To execute this example, it requires the Vald cluster.
And the following requirements will be installed when executing the example.
-
Prepare Kubernetes Cluster
# verify kubectl get cluster-info
-
Add Vald charts to Helm repo
helm repo add vald https://vald.vdaas.org/charts
-
Deploy the Vald cluster
helm install vald vald/vald --values path/to/helm/values.yaml
NOTE: When using the chiVe dataset, please use sample-values.yaml or correct the following points.
# edit path/to/helm/values.yaml agent: ngt: dimension: 300 distance_type: cos
-
Verify
kubectl get pods
-
Download the dataset
Before running the Docker image, please download the chiVe dataset applied for Magnitude.

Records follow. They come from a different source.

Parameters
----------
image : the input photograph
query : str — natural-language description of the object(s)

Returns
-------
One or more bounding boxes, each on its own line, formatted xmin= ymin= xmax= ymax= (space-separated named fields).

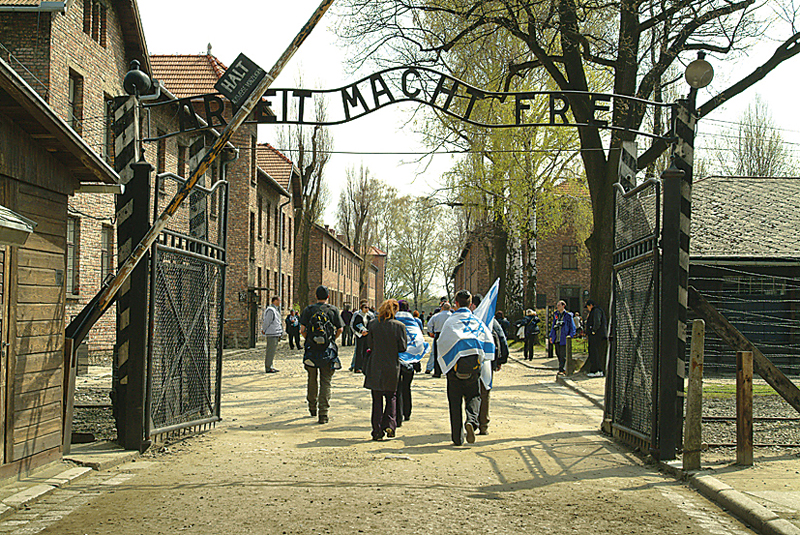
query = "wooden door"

curl "https://sudachi.s3-ap-northeast-1.amazonaws.com/chive/chive-1.2-mc90.magnitude" -o "chive-1.2-mc90.magnitude"
-
Verify the endpoint of Vald cluster
This example requires the Vald cluster endpoint to send requests from Jupyter Notebook. Please verify your cluster endpoint.
-
If Kubernetes ingress is enabled, you can use ingress host and port.
kubectl get ingress
-
If disabled, you can use the endpoint by executing
kubectl port-forward
.# port-forward (the endpoint will be {host ip}:8081) kubectl port-forward svc/vald-lb-gateway 8081:8081
-
-
Run Jupyter Notebook on Docker
# use python-3.7.6 image because Magnitude DOES NOT apply new python version. (2022-06) docker run --user root -it -v $(pwd):/home/jovyan/work -p 8888:8888 -e UB_UID=root -e GRANT_SUDO=yes jupyter/datascience-notebook:python-3.7.6
-
Access via browser
-
Select Notebook and execute the example
-
Stop the Docker container by
Ctrl-C
. -
Delete Vald cluster by
helm uninstall vald
or according to the method you deployed.